Using Machine Learning to Efficiently Cool Data Centers

30–40% of power costs in a data center go to cooling. This README describes a data-driven methodology to model, simulate, and automatically optimize cooling policies to reduce PUE while honoring operational constraints.

Github Repo

Problem Statement
Introduction
Background
Our Methodology
- Using data to model and then control
Experiments
- Strategy Simulations
  - What does the model learn?
- EnergyPlus Simulations
Integration with DCIM
Launch
Data Required for Modelling

Problem Statement

30–40% of power costs in a data center go to cooling. Average PUE of data centers in India is over 1.7. Though data centers have state-of-the-art cooling systems from leading vendors, they can be managed more efficiently due to:

Hard-to-model environments: There’s no safe place to experiment with new settings (e.g., setpoints).
Coarse, localized policies: Often tuned for peak IT load and ignore cross-system interactions.
Reactive/static control: E.g., lowering AC temperature only after a zone heats up.

Introduction

Past sensor and control data can be used to model data centers. These models can accurately predict the impact of changing setpoints and can be used to test or even auto-generate new policies.

Background

Google successfully deployed machine-learning-based cooling control in their data centers, reportedly saving ~40% of cooling energy and achieving very low PUE (≈ 1.06). See:

Our Methodology

High-level workflow

Using data to model and then control

Modelling

Most DC equipment (via Modbus/SNMP) feeds data to DCIM or similar systems (e.g., rack temps, IT load, AHU fan speeds).
We train deep neural networks on this time-series data to learn a function mapping setpoints + sensor readings → cooling power usage.
Objective: accurate aggregate prediction of energy usage in the next 1 hour.

Model as proxy

Direct experimentation is risky.
The trained model acts as a virtual testbed to estimate PUE impacts of changes (e.g., +1 °C PAC setpoint) without touching production.

Model testing

Deployed in a containerized environment (cloud or on-prem).
DC personnel can safely experiment with policies using the model. This is a risk-free stage.

Generating policies

We use reinforcement learning (RL) to derive control strategies for specific scenarios.
The RL agent is rewarded for reducing PUE while respecting constraints.
Generated policies are pushed to DCIM for review or direct deployment.

Experiments

Strategy Simulations

Consider 4 racks in a cold-aisle/hot-aisle layout. Each rack intakes from the cold aisle and exhausts to the hot aisle.

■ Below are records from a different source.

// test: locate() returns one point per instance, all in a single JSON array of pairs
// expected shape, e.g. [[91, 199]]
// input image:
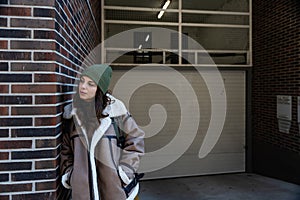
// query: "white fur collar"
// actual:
[[115, 109]]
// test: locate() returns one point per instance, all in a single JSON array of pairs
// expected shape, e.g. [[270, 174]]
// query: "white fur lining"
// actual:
[[64, 180], [105, 123], [123, 176], [134, 192]]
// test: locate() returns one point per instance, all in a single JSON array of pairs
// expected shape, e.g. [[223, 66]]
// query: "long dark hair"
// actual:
[[86, 111]]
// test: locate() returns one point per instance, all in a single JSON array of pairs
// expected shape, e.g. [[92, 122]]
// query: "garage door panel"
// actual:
[[228, 154]]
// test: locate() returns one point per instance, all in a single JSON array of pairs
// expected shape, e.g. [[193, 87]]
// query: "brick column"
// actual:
[[42, 46], [276, 71]]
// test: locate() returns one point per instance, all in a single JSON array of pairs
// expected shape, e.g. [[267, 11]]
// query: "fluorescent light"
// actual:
[[161, 13], [167, 3], [147, 38]]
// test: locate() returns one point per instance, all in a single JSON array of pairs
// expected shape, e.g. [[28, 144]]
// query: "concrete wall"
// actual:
[[42, 45]]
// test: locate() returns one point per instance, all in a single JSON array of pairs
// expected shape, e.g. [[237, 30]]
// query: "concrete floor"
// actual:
[[219, 187]]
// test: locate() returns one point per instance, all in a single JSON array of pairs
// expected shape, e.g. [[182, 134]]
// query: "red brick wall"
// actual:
[[276, 71], [276, 68], [42, 45]]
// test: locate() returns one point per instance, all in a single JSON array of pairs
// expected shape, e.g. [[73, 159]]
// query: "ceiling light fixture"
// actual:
[[161, 13]]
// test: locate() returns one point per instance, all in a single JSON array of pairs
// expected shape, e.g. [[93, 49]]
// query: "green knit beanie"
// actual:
[[100, 74]]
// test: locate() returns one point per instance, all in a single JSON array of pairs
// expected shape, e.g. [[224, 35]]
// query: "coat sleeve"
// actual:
[[133, 147], [67, 154]]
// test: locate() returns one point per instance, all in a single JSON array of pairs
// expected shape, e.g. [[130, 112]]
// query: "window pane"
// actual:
[[217, 5]]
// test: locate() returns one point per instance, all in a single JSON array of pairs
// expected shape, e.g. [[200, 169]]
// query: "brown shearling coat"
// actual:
[[93, 166]]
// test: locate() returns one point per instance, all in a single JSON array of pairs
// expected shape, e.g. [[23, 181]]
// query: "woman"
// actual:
[[95, 162]]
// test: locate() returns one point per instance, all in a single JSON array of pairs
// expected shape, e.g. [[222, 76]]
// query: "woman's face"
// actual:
[[87, 89]]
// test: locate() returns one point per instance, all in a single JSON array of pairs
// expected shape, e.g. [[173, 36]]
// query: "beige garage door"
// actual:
[[157, 105]]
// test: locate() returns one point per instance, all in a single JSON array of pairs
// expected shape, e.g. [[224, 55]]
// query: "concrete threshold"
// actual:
[[241, 186]]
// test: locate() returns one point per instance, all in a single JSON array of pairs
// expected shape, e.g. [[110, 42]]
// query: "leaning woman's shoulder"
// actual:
[[68, 111]]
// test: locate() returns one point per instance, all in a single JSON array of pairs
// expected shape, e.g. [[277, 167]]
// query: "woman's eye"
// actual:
[[92, 84]]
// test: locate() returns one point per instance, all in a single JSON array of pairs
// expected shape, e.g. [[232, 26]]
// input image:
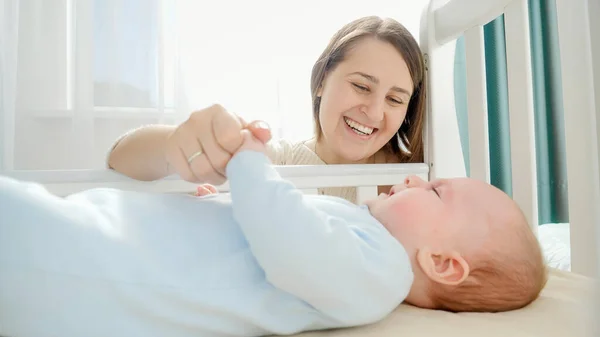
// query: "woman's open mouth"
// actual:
[[359, 129]]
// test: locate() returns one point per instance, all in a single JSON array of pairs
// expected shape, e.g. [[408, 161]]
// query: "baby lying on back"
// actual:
[[264, 259], [469, 244]]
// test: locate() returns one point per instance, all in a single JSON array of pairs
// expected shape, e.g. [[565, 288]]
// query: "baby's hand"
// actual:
[[206, 189], [250, 142]]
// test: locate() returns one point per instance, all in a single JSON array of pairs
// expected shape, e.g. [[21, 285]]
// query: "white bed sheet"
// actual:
[[564, 309]]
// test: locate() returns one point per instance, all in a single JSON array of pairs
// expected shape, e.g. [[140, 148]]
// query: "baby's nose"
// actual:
[[414, 181]]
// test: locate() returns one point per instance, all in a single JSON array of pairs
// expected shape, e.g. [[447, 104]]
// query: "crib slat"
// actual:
[[477, 105], [364, 193], [520, 94], [581, 133]]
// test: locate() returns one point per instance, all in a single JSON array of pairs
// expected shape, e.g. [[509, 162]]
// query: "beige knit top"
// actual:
[[283, 152]]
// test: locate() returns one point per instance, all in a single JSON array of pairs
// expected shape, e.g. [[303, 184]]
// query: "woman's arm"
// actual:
[[141, 153]]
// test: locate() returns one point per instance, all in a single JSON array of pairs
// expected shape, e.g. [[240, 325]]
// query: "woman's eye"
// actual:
[[360, 87], [395, 101]]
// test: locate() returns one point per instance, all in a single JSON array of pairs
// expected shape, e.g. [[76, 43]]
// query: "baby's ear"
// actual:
[[448, 268]]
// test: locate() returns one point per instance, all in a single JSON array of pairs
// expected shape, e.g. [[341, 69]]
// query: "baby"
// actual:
[[264, 259], [469, 244]]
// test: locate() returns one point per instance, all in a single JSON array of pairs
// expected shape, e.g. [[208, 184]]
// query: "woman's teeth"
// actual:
[[358, 128]]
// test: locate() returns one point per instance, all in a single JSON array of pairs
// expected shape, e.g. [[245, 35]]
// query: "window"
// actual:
[[88, 71]]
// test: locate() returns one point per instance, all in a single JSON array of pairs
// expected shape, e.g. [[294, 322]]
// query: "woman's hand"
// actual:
[[200, 148]]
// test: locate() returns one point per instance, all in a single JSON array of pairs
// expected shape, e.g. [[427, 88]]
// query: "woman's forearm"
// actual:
[[141, 153]]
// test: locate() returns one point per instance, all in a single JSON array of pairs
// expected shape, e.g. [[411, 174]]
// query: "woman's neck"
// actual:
[[331, 158]]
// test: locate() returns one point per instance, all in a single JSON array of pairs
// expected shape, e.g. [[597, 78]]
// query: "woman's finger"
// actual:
[[226, 127], [260, 130], [199, 162]]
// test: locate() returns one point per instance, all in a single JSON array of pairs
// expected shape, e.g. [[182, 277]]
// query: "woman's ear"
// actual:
[[448, 268]]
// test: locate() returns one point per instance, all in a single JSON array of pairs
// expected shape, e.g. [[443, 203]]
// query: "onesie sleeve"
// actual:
[[353, 273]]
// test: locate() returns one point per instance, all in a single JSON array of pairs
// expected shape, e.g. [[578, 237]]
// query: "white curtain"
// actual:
[[75, 74]]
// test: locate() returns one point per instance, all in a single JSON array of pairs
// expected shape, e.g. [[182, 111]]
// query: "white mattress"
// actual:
[[564, 309]]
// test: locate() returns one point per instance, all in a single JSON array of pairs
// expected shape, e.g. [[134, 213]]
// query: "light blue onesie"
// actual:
[[265, 259]]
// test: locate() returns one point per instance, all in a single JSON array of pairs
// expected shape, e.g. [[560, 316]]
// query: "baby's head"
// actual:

Floor tiles are controllable, with a tile temperature setpoint of 0.1 (10% of max allowable).
All racks start at 0.9 (90% of max allowable).
The model is trained for a day to bring rack temperatures down to 0.8, minimizing time and energy.

What does the model learn?

After 10,000 iterations (video):
1. Cools some servers in Rack 2.
2. Leverages cool air in the middle hot aisle to cool Rack 3.
3. Chooses some suboptimal tiles and keeps them on.
After 20,000 iterations ():
1. Learns to switch tiles on/off.
2. Optimizes tile damping.

EnergyPlus Simulations

We use EnergyPlus to simulate building energy consumption and override its control system:

Build digital twins of existing DCs.
Generate sensor/control data for training and architecture design.
Acts as a safe experimentation platform.

Simulated DC floor

Integration with DCIM

Runs in cloud, on a DC workstation, or as a DCIM plugin.
Requires API access to DCIM data (or a portal for periodic data uploads).

Launch

Before launch, we collect operational constraints (e.g., temperature at rack < 22 °C). All policies enforce constraints at all times.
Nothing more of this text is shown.